Quarry, Kilmore, Co. Galway
Co. Galway |
Mining
There is a particular kind of anticlimax built into the work of landscape survey: a mark on a map, suggestive enough to be recorded, that turns out on inspection to be nothing more remarkable than a filled-in hole.
In a field at Kilmore, County Galway, on arable ground edged to the north by bogland, one such feature sat quietly for decades before anyone got close enough to read it properly.

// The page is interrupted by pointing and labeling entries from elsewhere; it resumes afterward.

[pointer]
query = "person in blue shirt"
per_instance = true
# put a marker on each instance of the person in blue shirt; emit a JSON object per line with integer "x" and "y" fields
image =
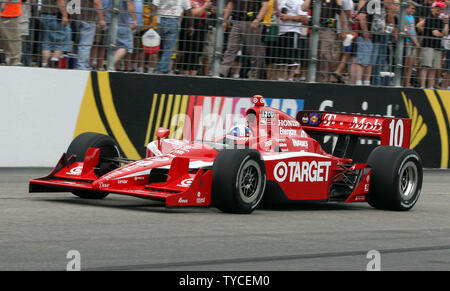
{"x": 411, "y": 43}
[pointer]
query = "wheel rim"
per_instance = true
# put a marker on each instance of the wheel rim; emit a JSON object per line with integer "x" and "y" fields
{"x": 408, "y": 180}
{"x": 249, "y": 181}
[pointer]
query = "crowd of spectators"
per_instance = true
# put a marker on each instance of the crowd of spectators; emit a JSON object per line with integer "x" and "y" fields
{"x": 263, "y": 39}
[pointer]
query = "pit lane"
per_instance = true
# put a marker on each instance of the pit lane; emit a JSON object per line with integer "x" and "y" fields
{"x": 125, "y": 233}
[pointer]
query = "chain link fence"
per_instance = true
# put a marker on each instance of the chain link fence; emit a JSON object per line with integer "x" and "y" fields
{"x": 365, "y": 42}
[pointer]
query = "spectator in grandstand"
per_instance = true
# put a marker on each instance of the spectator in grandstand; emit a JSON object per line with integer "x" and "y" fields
{"x": 433, "y": 29}
{"x": 98, "y": 49}
{"x": 423, "y": 10}
{"x": 344, "y": 58}
{"x": 411, "y": 43}
{"x": 327, "y": 35}
{"x": 150, "y": 56}
{"x": 124, "y": 35}
{"x": 270, "y": 34}
{"x": 131, "y": 60}
{"x": 55, "y": 32}
{"x": 169, "y": 13}
{"x": 86, "y": 24}
{"x": 208, "y": 49}
{"x": 192, "y": 38}
{"x": 10, "y": 32}
{"x": 246, "y": 29}
{"x": 446, "y": 46}
{"x": 290, "y": 42}
{"x": 24, "y": 27}
{"x": 371, "y": 44}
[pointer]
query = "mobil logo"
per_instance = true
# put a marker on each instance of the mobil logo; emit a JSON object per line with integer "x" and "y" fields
{"x": 302, "y": 171}
{"x": 212, "y": 116}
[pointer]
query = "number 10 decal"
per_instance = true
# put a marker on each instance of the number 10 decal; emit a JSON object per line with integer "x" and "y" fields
{"x": 396, "y": 129}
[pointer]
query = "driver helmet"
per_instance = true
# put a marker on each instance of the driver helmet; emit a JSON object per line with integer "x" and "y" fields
{"x": 240, "y": 131}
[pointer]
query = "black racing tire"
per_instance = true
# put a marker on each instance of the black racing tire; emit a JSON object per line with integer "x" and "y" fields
{"x": 396, "y": 180}
{"x": 239, "y": 181}
{"x": 108, "y": 149}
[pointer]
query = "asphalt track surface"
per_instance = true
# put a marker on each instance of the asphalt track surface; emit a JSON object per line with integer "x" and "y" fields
{"x": 125, "y": 233}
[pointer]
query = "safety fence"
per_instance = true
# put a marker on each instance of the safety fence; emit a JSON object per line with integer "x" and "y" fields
{"x": 335, "y": 41}
{"x": 41, "y": 118}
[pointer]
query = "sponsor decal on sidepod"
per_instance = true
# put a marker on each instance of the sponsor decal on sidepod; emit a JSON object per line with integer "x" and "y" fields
{"x": 312, "y": 171}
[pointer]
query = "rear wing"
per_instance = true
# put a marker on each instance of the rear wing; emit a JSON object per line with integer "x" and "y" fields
{"x": 390, "y": 131}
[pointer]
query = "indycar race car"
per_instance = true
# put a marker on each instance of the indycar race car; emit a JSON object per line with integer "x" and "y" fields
{"x": 272, "y": 157}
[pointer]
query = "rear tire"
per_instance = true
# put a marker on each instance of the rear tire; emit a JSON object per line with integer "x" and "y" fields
{"x": 108, "y": 149}
{"x": 239, "y": 180}
{"x": 397, "y": 177}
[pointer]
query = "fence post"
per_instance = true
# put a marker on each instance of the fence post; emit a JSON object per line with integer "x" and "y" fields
{"x": 400, "y": 45}
{"x": 314, "y": 41}
{"x": 112, "y": 33}
{"x": 218, "y": 40}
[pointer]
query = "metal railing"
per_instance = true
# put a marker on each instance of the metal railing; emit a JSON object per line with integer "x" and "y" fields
{"x": 360, "y": 43}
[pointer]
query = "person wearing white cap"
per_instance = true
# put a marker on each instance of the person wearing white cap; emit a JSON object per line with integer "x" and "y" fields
{"x": 433, "y": 30}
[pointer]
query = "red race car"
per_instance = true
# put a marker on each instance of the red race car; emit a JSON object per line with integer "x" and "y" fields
{"x": 272, "y": 157}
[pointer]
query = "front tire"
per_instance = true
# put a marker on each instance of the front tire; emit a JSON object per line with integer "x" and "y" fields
{"x": 397, "y": 177}
{"x": 239, "y": 180}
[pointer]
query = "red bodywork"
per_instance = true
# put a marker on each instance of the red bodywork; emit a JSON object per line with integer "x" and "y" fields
{"x": 293, "y": 159}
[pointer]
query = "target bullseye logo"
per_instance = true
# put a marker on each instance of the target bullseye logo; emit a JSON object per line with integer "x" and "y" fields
{"x": 280, "y": 171}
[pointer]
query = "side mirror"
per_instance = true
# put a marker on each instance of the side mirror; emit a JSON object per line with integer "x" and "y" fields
{"x": 161, "y": 133}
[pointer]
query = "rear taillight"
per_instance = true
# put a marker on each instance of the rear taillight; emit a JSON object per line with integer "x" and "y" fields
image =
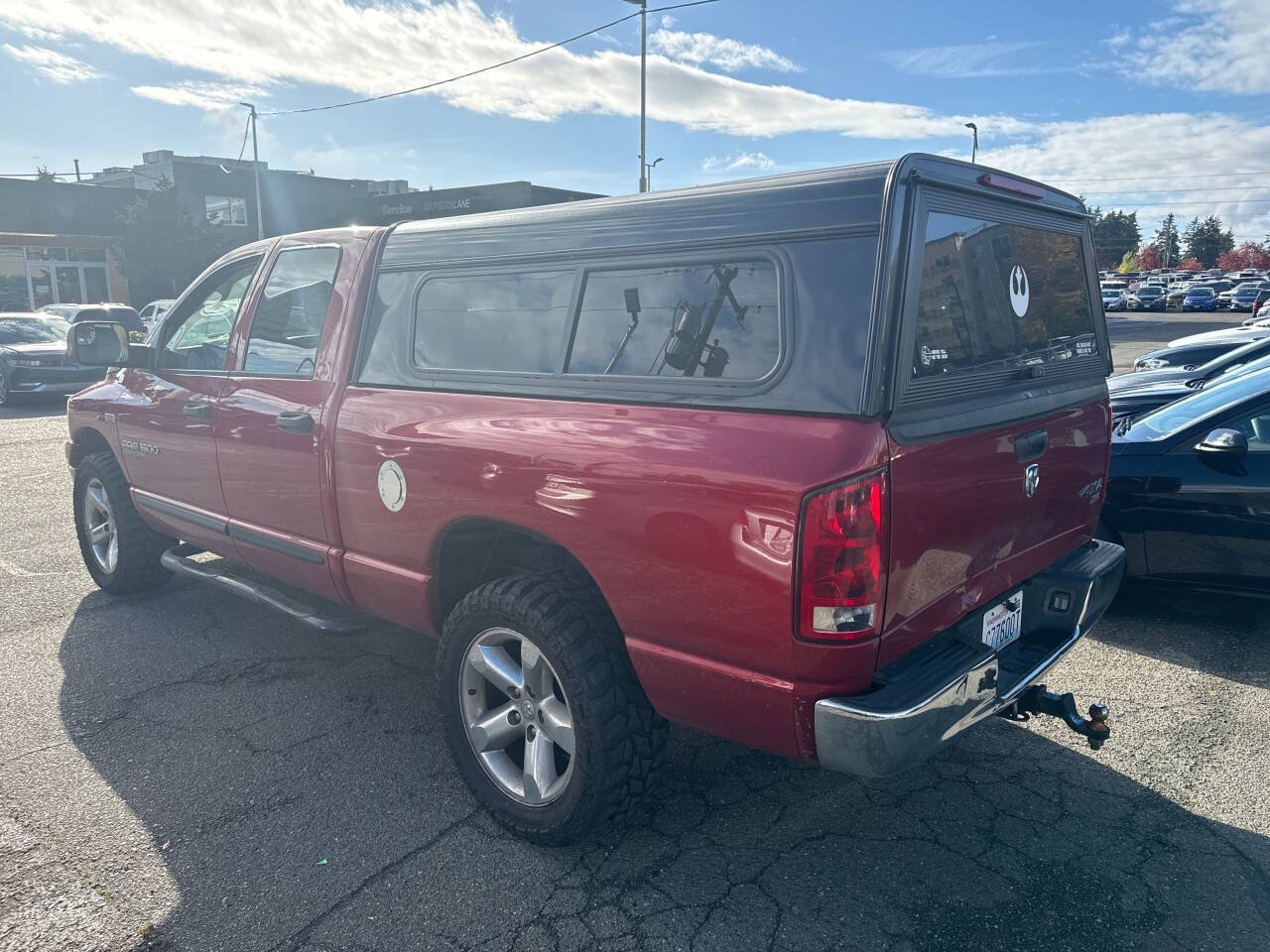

On the 1932 edition of the Ordnance Survey six-inch map, a hachured symbol, the kind of hatched marking used to indicate a depression or earthwork, was noted at this location. When the site was inspected in 1984, the feature turned out to be a disused quarry pit, largely infilled by then and showing little of whatever character it once had. Because it dates to after AD 1700, it falls outside the scope of formal prehistoric and early historic survey, which tends to draw its boundary at that point. The bogland to the north, a common feature of this part of Galway, would have made the land immediately surrounding the pit difficult to work, which may partly explain why a quarry was opened here in the first place, extracting material from ground that resisted other uses.
What the pit was quarried for, how long it remained in use, and when exactly it was abandoned are questions the record does not answer. What remains is the map mark, the boggy northern margin, and the knowledge that someone, at some point after 1700, found reason enough to dig.